Still, for those interested in the details, for the sake of convenience we assign Schnabel’s most significant statements (and then some) to various buckets:

Rationale for possible action:

  • ‘[I]f high current inflation threatens to lead to a de-anchoring of inflation expectations, we may still need to respond’.
  • ‘An extended period of high energy price inflation may lead to expectations of higher inflation in the future.’
  • ‘If there is a risk that inflation expectations become unanchored, we need to take action even if the shock is exogenous.’
  • ‘If we judge that inflation will remain above our target over the medium term, the ECB will adjust its monetary policy, as appropriate.’
  • ‘But we are seeing that inflationary pressures are broadening and becoming more persistent.’
  • ‘Inflation will remain high for longer than anticipated.’
  • ‘There is a risk that inflation continues to rise in the near term’.
  • ‘The economy is recovering. The progress made towards our 2% inflation target over the medium term permits a step-by-step reduction in our asset purchases.’
  • ‘We need to minimise the risks of both – acting too late and acting too early.’

How ECB action will look:

  • ‘But any adjustment to our policy will be gradual.’
  • ‘The process of normalisation will be data-dependent and gradual, avoiding unnecessary disruptions.’
  • ‘[W]e will end net asset purchases before we raise interest rates.’

Special attention:

  • ‘Besides supply shocks, we have to assess the strong developments in the labour market and their implications for medium-term inflation.’
  • ‘What matters for inflation is the growth in wages over and above productivity growth. We carefully monitor wage developments as they are crucial for the inflation outlook.’
  • ‘[Y]ields are an important input into our analysis.’

Good news:

  • Inflation ‘is likely to gradually decline towards the end of this year.’
  • ‘Today longer-term inflation expectations are well-anchored.’
  • ‘The euro area architecture is more resilient than it was at the time of the sovereign debt crisis’.
  • ‘Currently, longer-term inflation expectations remain well-anchored.’
  • ‘For a long time euro area inflation was below our target but it is now moving towards 2% in the medium term.’

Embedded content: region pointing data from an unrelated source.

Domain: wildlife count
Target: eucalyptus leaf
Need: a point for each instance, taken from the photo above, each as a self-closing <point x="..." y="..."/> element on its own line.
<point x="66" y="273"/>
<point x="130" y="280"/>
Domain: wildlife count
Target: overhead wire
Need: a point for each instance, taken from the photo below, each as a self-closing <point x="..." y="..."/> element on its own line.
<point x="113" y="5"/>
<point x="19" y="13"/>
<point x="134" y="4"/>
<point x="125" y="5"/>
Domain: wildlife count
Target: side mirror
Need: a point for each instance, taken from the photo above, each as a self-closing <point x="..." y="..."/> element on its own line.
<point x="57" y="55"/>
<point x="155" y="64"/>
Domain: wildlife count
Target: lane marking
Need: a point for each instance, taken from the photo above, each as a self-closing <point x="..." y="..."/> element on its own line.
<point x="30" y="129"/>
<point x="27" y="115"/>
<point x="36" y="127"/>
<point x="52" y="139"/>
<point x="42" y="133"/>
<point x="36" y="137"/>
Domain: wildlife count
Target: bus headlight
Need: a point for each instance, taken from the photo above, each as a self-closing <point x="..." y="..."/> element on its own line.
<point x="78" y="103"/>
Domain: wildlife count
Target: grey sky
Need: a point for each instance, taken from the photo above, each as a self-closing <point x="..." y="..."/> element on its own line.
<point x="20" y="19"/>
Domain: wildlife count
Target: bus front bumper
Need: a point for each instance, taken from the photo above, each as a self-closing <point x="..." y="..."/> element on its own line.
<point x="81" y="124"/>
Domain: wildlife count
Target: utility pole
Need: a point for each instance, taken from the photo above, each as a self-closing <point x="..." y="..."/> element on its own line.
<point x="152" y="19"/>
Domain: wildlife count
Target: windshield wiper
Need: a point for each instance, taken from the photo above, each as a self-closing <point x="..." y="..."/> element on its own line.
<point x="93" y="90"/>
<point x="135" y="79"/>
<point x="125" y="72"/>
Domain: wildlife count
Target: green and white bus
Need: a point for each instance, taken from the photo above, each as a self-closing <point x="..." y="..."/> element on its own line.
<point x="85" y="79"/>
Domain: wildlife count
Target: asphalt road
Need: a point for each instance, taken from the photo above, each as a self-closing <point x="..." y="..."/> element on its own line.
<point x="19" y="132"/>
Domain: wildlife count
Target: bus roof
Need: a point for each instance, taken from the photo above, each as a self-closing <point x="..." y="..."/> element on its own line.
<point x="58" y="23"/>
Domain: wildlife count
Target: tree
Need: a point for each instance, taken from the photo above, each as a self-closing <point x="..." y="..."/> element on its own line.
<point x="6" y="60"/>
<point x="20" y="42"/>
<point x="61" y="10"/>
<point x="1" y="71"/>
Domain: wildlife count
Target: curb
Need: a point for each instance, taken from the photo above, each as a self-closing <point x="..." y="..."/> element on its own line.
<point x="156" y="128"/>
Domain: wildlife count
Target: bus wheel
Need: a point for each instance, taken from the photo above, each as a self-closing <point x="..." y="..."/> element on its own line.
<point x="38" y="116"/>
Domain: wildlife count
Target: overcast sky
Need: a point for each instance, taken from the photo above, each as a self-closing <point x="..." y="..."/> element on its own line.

  • ‘We take people’s concerns about rising prices very seriously.’
  • ‘We know that high inflation causes significant hardship for people who bear the rising costs of food, housing and transportation.’
  • ‘Current inflation is painfully high’.

The Promise:

  • ‘We will make sure that inflation stabilises at our 2% target over the medium term.’
  • ‘We will ensure that [currently high inflation] will not persist over the medium term.’
  • ‘We will ensure that high inflation does not become entrenched.’
  • ‘You and all EU citizens can trust us that we will use all our instruments to stabilise inflation at our 2% target in the medium term.’
  • ‘We are ready to adjust all our tools to make sure that inflation stabilises at our 2% objective over the medium term.’


  • ‘There remains high uncertainty around the inflation outlook.’
  • ‘But due to the pandemic and structural changes, the uncertainty around the inflation outlook is unusually high.’
  • ‘Due to the pandemic and structural changes in the economy, uncertainty around the inflation outlook is unusually high.’